In spite of Manhattan’s growing supply of luxury condominiums, there are signs that expensive apartments are starting to lose their appeal with buyers.

According to Douglas Elliman’s third quarter report, the price per square foot in Manhattan hit a new record of $1,497.

The biggest deal during the period was for “Penthouse One” at luxury condo building, The Charles, at 1355 First Avenue, which sold for $38 million.

While the transaction is typical real estate headline fodder, it may stand as the high point for an industry that’s starting to get spooked by ultra-luxury condos that are staying vacant.

“I think in general it’s hard to be across-the-board bullish about new condo development in New York. In fact, I think the opposite is much closer to the truth,” Lauren Hochfelder Silverman, a managing director at Morgan Stanley Real Estate Investing, said during a panel discussion during NYU Schack Institute of Real Estate’s Capital Markets in Real Estate event.

Silverman’s comments align with some recent real estate data. According to research from Douglas Elliman, newly constructed apartments that were sold during the third quarter spent 125 days on the market, up from 88 days during the same period a year before.

The prospect of expensive apartments sitting empty has not totally pushed Silverman’s firm away from the condo market. However, they’ve scaled back their targets, instead going after a more modest section of the luxury sector.

The firm has mostly withdrawn from targeting condo buyers in the $10 million and above price range. Instead, Morgan Stanley is targeting buyers in the lower seven figures in their quest for opportunities that Silverman described as “short and cheap.”

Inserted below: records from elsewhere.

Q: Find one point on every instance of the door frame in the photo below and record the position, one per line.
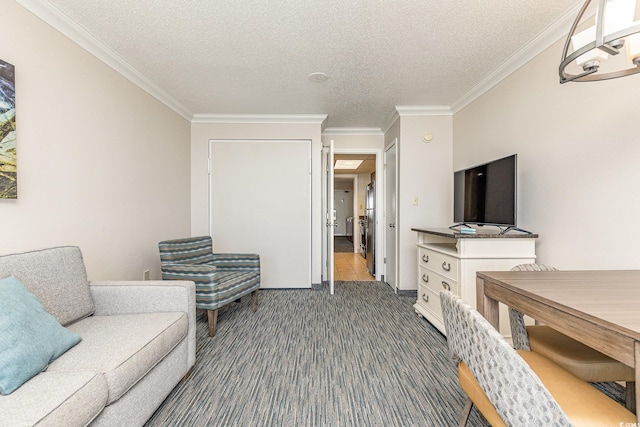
(397, 186)
(379, 198)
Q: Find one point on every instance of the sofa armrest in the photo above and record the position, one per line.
(149, 296)
(237, 261)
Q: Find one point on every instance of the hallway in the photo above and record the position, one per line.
(350, 266)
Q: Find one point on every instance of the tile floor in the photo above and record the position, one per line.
(350, 266)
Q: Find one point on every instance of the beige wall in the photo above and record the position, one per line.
(425, 172)
(578, 158)
(201, 133)
(101, 164)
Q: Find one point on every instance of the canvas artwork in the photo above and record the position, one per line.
(8, 165)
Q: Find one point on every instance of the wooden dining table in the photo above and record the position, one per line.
(599, 308)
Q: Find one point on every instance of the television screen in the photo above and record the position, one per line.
(486, 194)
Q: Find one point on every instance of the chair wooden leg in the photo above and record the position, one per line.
(254, 300)
(212, 316)
(465, 413)
(630, 395)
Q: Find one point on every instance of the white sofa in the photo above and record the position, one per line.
(137, 343)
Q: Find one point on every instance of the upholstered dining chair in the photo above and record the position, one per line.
(219, 278)
(577, 358)
(519, 388)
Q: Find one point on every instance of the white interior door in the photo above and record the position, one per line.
(260, 202)
(390, 215)
(328, 212)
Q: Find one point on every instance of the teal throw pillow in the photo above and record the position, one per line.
(30, 338)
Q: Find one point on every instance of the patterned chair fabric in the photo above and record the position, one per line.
(516, 319)
(516, 392)
(219, 278)
(575, 357)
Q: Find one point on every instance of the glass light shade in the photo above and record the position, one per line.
(582, 39)
(633, 47)
(596, 49)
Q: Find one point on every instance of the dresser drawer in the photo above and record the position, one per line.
(440, 263)
(430, 301)
(437, 282)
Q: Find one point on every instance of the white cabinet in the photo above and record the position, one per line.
(449, 260)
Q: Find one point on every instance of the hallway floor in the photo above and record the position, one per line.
(350, 266)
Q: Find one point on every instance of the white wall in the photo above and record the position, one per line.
(201, 133)
(578, 159)
(425, 172)
(101, 164)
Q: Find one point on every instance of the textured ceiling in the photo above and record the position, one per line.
(255, 56)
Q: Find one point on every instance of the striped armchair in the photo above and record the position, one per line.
(219, 278)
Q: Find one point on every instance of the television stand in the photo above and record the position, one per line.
(503, 229)
(510, 228)
(448, 260)
(460, 224)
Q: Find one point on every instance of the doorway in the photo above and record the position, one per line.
(350, 207)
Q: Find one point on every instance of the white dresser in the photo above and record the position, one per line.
(449, 260)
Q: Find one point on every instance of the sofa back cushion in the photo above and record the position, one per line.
(57, 277)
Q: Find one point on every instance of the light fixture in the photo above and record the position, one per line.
(347, 164)
(596, 47)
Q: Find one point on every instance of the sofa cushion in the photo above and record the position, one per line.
(55, 399)
(30, 337)
(123, 347)
(56, 276)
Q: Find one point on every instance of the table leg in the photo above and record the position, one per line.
(488, 307)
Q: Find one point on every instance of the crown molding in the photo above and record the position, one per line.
(56, 19)
(550, 35)
(390, 121)
(423, 110)
(314, 119)
(353, 131)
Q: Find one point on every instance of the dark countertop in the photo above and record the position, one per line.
(481, 233)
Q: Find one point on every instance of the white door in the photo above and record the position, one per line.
(260, 202)
(328, 213)
(390, 215)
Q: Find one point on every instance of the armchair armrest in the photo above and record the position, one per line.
(150, 296)
(199, 273)
(237, 261)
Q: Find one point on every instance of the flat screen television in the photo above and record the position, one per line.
(486, 194)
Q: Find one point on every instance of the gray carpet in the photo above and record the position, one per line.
(361, 357)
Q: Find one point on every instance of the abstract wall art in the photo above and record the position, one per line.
(8, 164)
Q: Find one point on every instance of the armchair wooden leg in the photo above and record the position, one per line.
(212, 316)
(630, 395)
(254, 300)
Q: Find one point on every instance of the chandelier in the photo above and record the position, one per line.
(605, 49)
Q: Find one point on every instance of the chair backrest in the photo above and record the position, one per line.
(191, 250)
(513, 388)
(516, 319)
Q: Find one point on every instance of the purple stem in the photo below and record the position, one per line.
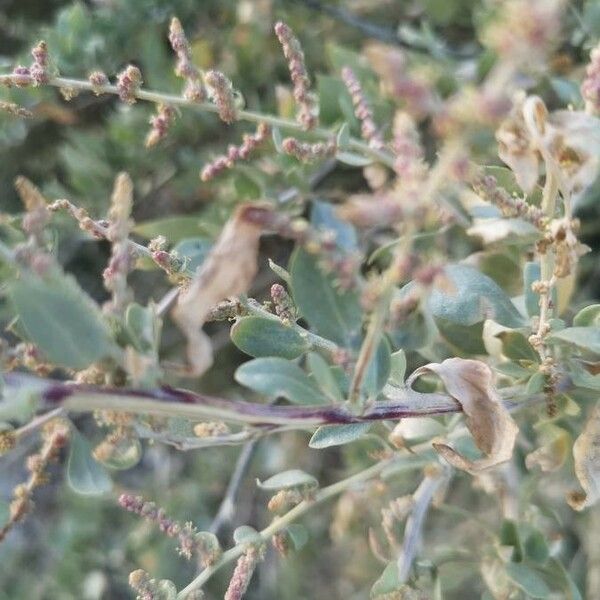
(407, 403)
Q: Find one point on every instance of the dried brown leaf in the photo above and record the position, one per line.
(470, 382)
(228, 271)
(586, 455)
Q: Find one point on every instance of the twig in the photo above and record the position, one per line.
(298, 511)
(414, 525)
(227, 507)
(166, 401)
(244, 115)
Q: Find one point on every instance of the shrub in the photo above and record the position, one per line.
(428, 321)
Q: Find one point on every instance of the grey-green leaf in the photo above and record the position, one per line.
(84, 474)
(324, 376)
(332, 313)
(473, 297)
(398, 367)
(63, 321)
(528, 580)
(288, 479)
(261, 336)
(193, 251)
(246, 535)
(337, 435)
(277, 377)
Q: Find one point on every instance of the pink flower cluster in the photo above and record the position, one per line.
(160, 124)
(221, 92)
(590, 88)
(236, 153)
(307, 114)
(185, 68)
(307, 152)
(39, 67)
(362, 110)
(128, 83)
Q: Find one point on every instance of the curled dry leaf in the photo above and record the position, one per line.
(470, 382)
(227, 271)
(586, 455)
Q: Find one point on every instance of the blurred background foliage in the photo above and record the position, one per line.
(83, 548)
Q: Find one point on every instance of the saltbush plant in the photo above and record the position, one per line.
(394, 248)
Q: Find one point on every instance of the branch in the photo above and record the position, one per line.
(168, 402)
(243, 115)
(403, 463)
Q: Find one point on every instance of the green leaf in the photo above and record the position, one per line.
(329, 90)
(84, 474)
(175, 228)
(587, 338)
(247, 187)
(535, 547)
(336, 315)
(528, 580)
(464, 339)
(288, 479)
(588, 316)
(506, 179)
(277, 139)
(125, 454)
(4, 513)
(337, 435)
(387, 583)
(473, 297)
(535, 384)
(246, 535)
(61, 320)
(323, 217)
(343, 136)
(142, 326)
(398, 368)
(277, 377)
(193, 251)
(516, 347)
(378, 371)
(324, 376)
(261, 336)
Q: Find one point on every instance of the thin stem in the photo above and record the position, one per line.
(227, 507)
(255, 308)
(243, 115)
(6, 254)
(295, 513)
(169, 402)
(414, 524)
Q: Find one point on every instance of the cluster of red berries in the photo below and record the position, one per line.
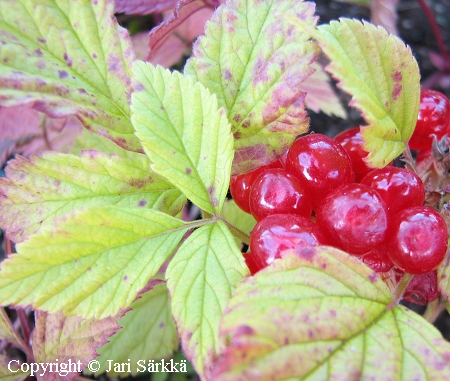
(322, 192)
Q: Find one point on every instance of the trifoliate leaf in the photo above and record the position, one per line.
(87, 140)
(186, 136)
(236, 217)
(201, 278)
(69, 340)
(38, 190)
(322, 315)
(93, 264)
(148, 332)
(10, 370)
(68, 58)
(381, 74)
(254, 60)
(320, 95)
(7, 331)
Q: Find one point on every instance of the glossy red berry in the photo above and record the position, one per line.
(433, 119)
(354, 217)
(399, 187)
(417, 239)
(378, 259)
(320, 164)
(279, 232)
(277, 192)
(240, 185)
(353, 143)
(422, 289)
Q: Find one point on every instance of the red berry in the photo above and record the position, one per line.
(279, 232)
(399, 188)
(252, 265)
(422, 289)
(378, 259)
(240, 185)
(277, 192)
(353, 143)
(417, 239)
(355, 218)
(433, 119)
(320, 164)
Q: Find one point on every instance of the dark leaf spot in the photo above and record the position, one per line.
(68, 60)
(62, 74)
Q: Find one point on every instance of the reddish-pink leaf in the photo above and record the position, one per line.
(185, 10)
(69, 338)
(27, 131)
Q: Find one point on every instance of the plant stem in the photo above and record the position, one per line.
(400, 289)
(436, 31)
(433, 310)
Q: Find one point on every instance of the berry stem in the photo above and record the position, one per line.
(239, 234)
(399, 290)
(433, 310)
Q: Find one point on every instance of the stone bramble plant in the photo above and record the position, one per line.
(99, 236)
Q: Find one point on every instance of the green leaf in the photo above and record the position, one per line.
(87, 140)
(148, 332)
(254, 60)
(184, 133)
(16, 374)
(237, 218)
(91, 264)
(52, 185)
(201, 278)
(322, 315)
(61, 338)
(68, 58)
(381, 74)
(320, 96)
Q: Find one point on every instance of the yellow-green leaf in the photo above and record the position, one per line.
(321, 315)
(184, 133)
(381, 74)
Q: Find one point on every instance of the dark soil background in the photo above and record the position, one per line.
(413, 28)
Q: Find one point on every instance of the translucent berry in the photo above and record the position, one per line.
(433, 119)
(275, 191)
(353, 143)
(378, 259)
(320, 164)
(354, 217)
(240, 185)
(253, 266)
(417, 239)
(279, 232)
(399, 187)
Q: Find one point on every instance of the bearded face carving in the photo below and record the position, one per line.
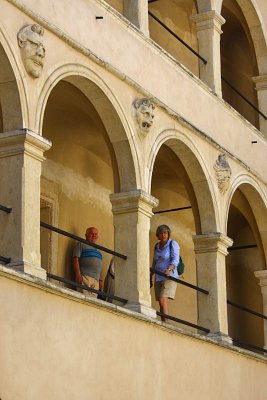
(30, 41)
(144, 114)
(223, 173)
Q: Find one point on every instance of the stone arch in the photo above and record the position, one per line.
(110, 112)
(251, 13)
(207, 210)
(257, 201)
(247, 226)
(14, 112)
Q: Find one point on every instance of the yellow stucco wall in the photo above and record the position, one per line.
(57, 346)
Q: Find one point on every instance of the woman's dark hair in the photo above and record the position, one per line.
(163, 228)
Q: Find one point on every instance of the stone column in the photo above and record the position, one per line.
(136, 11)
(262, 276)
(208, 25)
(210, 251)
(261, 87)
(132, 212)
(21, 154)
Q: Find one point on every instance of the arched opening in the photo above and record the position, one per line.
(176, 15)
(245, 257)
(117, 4)
(80, 170)
(178, 181)
(238, 62)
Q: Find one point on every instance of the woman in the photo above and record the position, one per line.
(166, 258)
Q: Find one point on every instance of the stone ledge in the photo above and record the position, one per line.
(121, 311)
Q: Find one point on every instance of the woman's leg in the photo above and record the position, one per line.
(163, 304)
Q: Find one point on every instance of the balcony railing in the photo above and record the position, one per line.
(231, 86)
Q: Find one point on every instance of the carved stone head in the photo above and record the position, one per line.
(223, 173)
(30, 41)
(144, 114)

“It’s really more moderate luxury. It’s at a much lower price point, (and) that, I think, is underserved in today’s market. In as much as you have this tremendous supply for super-luxury. There really isn’t as much targeting the two- to- three million dollar market,” she said.

As Silverman’s firm sours on high-end condos, at least one capital source remains optimistic about condo development.

According to John Galiano, a senior managing director at Tishman Speyer, Chinese investors remain bullish on condos.

“A lot of money that been coming out of China, just from a cultural perspective, their view is a lot more shorter-term than your typical investor. They’re doing more strategic acquisition unless it’s condo development, because condo development will turn into capital quickly. I think that’s one of the interesting dynamics when you’re thinking about where capital’s coming from for deals,” he said.

Some of the newest condo projects in town are either being developed or targeted towards the Chinese.

Euro Properties’ 118 East 59th Street, which contains full-floor apartments that start at $5 million, launched sales in October. Meanwhile, Extell Development Corporation plans to launch sales exclusively to Chinese, Malaysian and Singaporean buyers for its new One Manhattan Square development.